[url]http://www.berettausa.com/news/press_room/will_handgun_owners_save_hunting.htm[/url]
[b]Will handguns owners save hunting?[/b]
Astute gun control advocates are often careful not to oppose the rights of hunters. Those who call for handgun registration or handgun bans in one breath are often quick in the next to assure that none of their restrictions would affect hunters.
Their reasons for avoiding offense to hunters are easy to discern. Attacking hunters attacks a long-standing tradition in the United States, one which calls to mind images of parent and child together on weekends, of sport, of recreation, of exercise, of being outdoors. Gun control advocates who eat hamburgers or chicken could denounce hunting only at the peril of being labeled as hypocrites.
Equally important, gun control advocates know that some hunters support additional restrictions on handgun ownership. Owning a shotgun or rifle, which also serve as an effective means of self-defense, but living in areas where crime is low and the need to carry a concealable weapon is limited, a fair number of hunters feel no passion in defense of the need to bear a handgun. So long as gun control measures do not take away the shotgun or rifle used for hunting on weekends and for protecting the home at all times, these hunters feel little inclination to aid the rights of smallgun owners.
What hunters miss when they accept handgun restrictions is the importance that handgun ownership plays in protecting the privileges of hunters. If handgun ownership became a thing of the past, the vast numbers of handgun owners who, for example, live in cities and do not hunt but support, through their votes and through their purchasing power, the strength of the pro-gun community and industry, would be drastically cut.
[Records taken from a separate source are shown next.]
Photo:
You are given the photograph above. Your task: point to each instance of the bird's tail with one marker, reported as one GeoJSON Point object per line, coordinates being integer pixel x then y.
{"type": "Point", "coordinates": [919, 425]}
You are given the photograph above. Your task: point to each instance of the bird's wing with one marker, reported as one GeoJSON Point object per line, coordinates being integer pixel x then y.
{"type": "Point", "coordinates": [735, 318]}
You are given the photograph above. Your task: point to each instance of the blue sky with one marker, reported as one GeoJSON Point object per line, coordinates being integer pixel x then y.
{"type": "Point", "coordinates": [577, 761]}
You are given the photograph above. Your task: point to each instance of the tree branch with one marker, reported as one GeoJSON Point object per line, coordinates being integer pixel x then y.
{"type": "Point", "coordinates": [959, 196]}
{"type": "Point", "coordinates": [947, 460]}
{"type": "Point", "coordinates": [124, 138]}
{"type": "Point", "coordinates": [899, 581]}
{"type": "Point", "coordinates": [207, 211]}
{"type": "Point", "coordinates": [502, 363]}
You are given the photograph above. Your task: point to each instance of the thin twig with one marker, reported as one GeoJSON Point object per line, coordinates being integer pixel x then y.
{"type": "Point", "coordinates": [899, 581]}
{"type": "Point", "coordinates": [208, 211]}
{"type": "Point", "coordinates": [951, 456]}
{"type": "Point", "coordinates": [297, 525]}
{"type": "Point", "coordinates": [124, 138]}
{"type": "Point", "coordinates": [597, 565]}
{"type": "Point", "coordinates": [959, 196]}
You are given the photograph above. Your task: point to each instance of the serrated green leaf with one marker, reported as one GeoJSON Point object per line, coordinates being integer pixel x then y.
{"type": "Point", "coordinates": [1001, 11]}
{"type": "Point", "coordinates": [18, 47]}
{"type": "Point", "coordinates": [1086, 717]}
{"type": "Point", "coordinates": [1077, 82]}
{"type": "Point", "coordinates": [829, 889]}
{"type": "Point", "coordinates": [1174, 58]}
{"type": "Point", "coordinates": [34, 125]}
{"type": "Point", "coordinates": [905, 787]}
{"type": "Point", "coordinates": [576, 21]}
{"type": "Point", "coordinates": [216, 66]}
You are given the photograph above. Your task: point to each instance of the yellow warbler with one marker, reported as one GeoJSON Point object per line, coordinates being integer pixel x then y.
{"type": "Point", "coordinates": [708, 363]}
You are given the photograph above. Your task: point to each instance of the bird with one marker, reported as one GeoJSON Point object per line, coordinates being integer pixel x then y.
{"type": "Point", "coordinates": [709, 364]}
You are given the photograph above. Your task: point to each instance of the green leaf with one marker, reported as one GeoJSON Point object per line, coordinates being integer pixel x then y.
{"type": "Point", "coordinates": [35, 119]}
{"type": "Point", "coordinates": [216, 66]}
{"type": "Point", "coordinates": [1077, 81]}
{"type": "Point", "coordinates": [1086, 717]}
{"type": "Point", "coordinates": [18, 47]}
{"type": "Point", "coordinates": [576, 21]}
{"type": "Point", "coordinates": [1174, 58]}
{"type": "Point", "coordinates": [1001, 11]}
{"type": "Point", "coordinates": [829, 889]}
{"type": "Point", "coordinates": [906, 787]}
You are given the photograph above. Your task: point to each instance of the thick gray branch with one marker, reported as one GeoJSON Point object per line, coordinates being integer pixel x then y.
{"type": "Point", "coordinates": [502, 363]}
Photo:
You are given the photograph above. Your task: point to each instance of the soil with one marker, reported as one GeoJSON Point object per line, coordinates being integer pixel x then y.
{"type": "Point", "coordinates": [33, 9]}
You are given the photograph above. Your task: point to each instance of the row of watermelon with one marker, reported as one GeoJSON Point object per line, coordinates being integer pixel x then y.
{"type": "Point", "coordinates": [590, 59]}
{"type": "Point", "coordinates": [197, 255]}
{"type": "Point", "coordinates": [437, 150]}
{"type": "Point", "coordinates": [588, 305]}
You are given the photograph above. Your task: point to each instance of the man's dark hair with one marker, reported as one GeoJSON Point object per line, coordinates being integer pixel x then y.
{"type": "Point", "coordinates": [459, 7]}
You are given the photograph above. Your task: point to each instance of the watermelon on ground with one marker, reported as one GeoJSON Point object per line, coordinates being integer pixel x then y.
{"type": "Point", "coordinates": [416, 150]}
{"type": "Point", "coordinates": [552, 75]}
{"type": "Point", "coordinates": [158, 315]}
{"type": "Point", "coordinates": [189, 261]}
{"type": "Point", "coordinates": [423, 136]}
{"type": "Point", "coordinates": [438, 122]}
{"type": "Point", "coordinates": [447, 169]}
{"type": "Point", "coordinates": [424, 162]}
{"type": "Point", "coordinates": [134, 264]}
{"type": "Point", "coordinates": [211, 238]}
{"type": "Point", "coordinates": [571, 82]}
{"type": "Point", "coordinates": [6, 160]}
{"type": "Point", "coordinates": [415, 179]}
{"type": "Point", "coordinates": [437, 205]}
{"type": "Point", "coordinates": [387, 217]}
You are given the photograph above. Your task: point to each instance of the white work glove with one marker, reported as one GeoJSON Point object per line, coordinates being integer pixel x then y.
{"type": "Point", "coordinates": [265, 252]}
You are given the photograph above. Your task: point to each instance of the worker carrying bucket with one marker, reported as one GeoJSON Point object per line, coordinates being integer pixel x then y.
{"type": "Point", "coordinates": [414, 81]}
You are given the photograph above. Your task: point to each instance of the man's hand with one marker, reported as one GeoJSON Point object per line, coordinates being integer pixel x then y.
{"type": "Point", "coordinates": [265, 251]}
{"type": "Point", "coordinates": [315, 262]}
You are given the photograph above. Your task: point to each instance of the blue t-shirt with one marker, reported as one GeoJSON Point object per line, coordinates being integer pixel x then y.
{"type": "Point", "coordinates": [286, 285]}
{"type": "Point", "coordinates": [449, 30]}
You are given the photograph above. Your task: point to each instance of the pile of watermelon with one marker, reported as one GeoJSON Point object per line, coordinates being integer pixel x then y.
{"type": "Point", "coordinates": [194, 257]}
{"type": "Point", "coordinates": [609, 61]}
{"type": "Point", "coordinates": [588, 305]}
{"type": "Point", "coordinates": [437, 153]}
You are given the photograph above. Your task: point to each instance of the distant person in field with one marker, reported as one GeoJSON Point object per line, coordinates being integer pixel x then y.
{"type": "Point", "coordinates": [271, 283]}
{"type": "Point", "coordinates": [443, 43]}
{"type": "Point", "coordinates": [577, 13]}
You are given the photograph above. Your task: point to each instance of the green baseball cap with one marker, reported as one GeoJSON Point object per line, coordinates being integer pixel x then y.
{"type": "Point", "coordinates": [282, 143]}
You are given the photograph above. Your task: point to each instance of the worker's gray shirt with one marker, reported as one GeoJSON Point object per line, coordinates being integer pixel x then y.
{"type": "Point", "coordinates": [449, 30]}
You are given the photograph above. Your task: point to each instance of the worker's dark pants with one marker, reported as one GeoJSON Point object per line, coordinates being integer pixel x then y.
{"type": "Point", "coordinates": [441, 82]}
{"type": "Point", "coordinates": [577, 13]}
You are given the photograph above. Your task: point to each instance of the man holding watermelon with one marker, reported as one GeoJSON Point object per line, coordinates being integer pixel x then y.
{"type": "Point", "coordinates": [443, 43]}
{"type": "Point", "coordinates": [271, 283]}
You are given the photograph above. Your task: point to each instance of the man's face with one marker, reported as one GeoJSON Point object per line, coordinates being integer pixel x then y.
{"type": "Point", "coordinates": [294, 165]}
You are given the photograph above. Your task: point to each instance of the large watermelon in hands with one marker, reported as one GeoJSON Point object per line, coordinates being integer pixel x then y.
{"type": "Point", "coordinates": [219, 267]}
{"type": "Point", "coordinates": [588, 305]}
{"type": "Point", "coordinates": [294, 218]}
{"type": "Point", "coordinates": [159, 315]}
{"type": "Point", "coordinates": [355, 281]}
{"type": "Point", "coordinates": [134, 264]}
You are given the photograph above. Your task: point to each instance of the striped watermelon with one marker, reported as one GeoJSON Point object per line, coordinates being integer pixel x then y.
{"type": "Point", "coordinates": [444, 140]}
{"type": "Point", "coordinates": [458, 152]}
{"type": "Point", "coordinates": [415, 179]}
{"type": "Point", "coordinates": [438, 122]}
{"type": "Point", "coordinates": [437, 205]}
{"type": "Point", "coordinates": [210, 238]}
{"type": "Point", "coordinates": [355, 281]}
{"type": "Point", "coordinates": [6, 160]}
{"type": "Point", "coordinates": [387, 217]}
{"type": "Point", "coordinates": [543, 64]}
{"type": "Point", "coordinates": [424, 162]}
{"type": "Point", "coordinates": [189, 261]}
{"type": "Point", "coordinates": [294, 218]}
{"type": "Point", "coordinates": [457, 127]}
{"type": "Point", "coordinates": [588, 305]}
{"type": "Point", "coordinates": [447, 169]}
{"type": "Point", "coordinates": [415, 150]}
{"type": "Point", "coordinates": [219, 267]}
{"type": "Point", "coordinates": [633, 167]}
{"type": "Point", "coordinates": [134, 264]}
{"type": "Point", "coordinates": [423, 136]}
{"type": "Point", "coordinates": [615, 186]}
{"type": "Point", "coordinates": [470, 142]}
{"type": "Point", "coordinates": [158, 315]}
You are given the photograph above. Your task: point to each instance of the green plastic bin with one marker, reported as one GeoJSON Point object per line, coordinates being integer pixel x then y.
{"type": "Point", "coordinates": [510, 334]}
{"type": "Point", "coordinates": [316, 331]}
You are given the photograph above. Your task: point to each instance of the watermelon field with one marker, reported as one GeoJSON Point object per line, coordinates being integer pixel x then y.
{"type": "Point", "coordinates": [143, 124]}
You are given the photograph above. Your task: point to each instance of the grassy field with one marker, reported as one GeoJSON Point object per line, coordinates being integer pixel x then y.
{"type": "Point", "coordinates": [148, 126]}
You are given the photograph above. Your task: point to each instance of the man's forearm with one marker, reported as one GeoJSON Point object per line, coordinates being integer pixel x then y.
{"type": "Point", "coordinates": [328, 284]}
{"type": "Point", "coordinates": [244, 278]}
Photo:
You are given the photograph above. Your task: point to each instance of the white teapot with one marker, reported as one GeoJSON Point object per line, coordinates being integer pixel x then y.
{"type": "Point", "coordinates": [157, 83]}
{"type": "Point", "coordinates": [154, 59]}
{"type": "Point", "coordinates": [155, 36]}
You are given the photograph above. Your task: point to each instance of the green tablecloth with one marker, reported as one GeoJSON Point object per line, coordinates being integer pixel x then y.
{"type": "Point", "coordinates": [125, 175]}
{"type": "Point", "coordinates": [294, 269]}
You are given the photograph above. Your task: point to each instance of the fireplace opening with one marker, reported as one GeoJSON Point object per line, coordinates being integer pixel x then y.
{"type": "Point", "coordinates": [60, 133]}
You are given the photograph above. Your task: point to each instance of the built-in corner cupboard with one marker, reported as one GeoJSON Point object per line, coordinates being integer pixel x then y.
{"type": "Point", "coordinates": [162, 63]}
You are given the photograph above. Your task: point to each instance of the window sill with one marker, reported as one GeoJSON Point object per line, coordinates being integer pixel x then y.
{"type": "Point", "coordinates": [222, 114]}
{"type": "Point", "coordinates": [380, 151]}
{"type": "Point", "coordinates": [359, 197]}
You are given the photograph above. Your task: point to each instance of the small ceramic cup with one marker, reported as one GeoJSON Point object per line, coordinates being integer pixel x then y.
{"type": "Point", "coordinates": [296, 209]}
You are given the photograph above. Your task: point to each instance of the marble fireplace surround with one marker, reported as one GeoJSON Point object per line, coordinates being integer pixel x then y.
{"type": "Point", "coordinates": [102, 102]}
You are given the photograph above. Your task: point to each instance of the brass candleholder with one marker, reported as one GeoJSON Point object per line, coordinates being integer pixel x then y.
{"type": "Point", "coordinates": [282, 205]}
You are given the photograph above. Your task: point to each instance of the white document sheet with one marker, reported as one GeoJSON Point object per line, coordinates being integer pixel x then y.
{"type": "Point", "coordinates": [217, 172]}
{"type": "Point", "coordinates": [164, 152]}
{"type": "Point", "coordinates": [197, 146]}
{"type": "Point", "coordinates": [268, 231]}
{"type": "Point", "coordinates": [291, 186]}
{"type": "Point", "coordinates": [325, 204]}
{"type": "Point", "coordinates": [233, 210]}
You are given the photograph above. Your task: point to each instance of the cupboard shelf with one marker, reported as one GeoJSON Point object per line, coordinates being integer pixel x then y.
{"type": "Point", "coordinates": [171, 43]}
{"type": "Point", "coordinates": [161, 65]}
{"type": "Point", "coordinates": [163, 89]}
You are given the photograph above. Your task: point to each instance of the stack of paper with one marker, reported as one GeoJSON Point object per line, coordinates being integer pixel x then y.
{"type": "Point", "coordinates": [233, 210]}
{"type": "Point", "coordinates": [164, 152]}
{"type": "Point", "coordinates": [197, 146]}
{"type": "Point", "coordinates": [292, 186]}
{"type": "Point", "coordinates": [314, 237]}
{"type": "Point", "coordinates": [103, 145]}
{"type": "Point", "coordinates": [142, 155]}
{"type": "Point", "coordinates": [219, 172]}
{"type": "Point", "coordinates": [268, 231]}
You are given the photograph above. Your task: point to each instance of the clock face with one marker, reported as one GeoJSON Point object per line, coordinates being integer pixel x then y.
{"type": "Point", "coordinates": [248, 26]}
In addition, a very simple and, some might say, compelling argument could be made against hunting once handgun ownership is curtailed. If handguns are eliminated because the need to protect one's life is not considered worth the societal costs attributed by critics to handgun ownership, the argument could then easily be made that, if we no longer allow people to own guns to protect their lives, why would we continue to allow them to own guns for the more trivial purpose of sport shooting or hunting?